RICHMOND, Va. (AP) — Virginia voters on Tuesday awarded the state’s 13 electoral votes to Democrat Joe Biden and returned Democrat Mark Warner to a third term in the U.S. Senate. The election will determine the staying power of a “blue wave” that flipped two competitive congressional districts in the state two years ago.
Warner defeated little-known Republican challenger Daniel Gade.
As in other states, voters were deciding between Republican President Donald Trump and Democratic former Vice President Joe Biden.
Virginia’s election featured three competitive House races, including two seats that were flipped from red to blue in 2018.
Polls closed at 7 p.m.
A guide to Election Day:
Once a key swing state, Virginia has been trending blue for years thanks to the growth of its more diverse and liberal suburban and urban areas. Trump’s unpopularity has helped accelerate Democratic gains.
Biden's victory contributes 13 electoral votes to the 270 he needs to win the presidency. Trump made noise about carrying Virginia, doing a quick campaign rally at the Newport News airport in September that drew thousands of supporters. Overall, though, the state was not a focus of either campaign. Republicans last won the presidential election here in 2004, when President George W. Bush defeated challenger John Kerry. While Virginia was considered a swing state as recently as 2012, it has trended sharply toward Democrats over the past decade.
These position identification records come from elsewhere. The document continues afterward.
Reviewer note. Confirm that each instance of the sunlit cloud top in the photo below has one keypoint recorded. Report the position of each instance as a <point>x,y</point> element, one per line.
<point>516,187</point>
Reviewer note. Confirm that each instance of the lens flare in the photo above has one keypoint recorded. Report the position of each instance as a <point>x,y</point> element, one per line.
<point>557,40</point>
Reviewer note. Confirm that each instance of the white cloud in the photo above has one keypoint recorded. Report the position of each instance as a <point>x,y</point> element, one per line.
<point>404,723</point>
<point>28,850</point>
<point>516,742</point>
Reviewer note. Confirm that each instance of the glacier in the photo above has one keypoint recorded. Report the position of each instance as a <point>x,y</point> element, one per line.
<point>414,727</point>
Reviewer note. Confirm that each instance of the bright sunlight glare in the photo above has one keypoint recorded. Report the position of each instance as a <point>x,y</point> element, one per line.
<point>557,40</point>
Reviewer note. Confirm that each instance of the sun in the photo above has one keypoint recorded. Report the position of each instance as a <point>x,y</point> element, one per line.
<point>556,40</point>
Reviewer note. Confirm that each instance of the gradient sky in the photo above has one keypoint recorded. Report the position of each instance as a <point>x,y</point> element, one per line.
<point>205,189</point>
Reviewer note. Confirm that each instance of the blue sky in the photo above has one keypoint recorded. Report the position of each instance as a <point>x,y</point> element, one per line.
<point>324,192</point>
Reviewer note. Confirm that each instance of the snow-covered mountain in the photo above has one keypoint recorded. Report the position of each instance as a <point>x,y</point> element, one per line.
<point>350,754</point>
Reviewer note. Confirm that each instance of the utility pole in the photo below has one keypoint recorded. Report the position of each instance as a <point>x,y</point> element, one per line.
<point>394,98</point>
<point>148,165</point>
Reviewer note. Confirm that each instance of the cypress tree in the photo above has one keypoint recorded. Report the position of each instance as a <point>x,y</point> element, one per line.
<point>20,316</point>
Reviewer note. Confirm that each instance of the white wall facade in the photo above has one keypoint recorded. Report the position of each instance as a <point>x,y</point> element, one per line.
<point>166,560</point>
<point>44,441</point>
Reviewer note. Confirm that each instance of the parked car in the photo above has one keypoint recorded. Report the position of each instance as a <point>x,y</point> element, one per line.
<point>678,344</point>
Warner's victory came in a Senate race that garnered little attention compared to other states where much closer races could decide the balance of power in the upper chamber. He defeated Gade on Tuesday in a low-key race where the outcome was never in doubt. Democrats have not lost a statewide election in Virginia since 2009. Warner is a former governor and current vice chair of the Senate Intelligence Committee. He had a massive cash advantage and scared off well-known Republicans from running against him. The coronavirus pandemic and the presidential contest between Trump and Biden left little room for voters’ attention. And the highly contagious nature of the disease prevented both candidates from the stumping that defines traditional campaigns.
TOP HOUSE RACES
U.S. Reps. Abigail Spanberger and Elaine Luria were defending seats they flipped from red to blue two years ago when they won Trump-friendly districts and helped Democrats take control of the U.S. House.
Spanberger and Luria are part of a group of moderate Democrats who came to Congress with deep military and intelligence experience. Their credentials were instrumental in pushing the House to impeach Trump over allegations that he pressured Ukraine to investigate Biden.
Luria is a former U.S. Navy commander running against Republican Scott Taylor. Taylor is a former Navy SEAL who represented the 2nd Congressional District for one term before Luria defeated him in 2018.
The district spans the state’s Atlantic coast and includes Virginia Beach as well as the world’s largest Navy base, in Norfolk.
Spanberger, a former CIA operations officer, is defending her seat in the 7th Congressional District against Republican challenger Nick Freitas. Freitas is a delegate in Virginia’s House and a former U.S. Army Green Beret.
In the 5th District, a sprawling parcel the size of New Jersey that stretches from a tiny swath of the outer suburbs in northern Virginia through Charlottesville, all the way down to southside Virginia and the North Carolina border, Republican Bob Good defeated Democrat Cameron Webb. The seat was open after one-term Republican Rep. Denver Riggleman lost a nominating convention to Good. a cultural conservative and a former athletics official at Liberty University.
The libertarian-leaning Riggleman angered the GOP base in his district by officiating a same-sex wedding. While the district leans Republican, Webb, an African American physician and political newcomer, ran a strong campaign that gave Democrats hope of claiming the GOP-leaning district.
REDISTRICTING BALLOT INITIATIVE
Voters approved a referendum that puts next year’s redistricting in Virginia in the hands of a bipartisan commission.
The amendment to the state constitution caps a yearslong effort by reformers looking to end partisan gerrymandering.
A bipartisan commission of citizens and legislators equally divided between Democrats and Republicans will now redraw the state’s congressional and General Assembly districts to conform with the 2020 Census.
Some Democrats had tried to defeat the measure, arguing that the changes keep politicians too involved in the process. Republicans said Democrats were simply trying to preserve the status quo now that they’re in power so they could draw the lines to their advantage.
The amendment turns over the task of drawing state and congressional maps, beginning with the 2021 redistricting, to a 16-member panel of eight legislators and eight citizens, evenly divided between Democrats and Republicans. The eight citizens would be chosen by judges from a list prepared by legislators.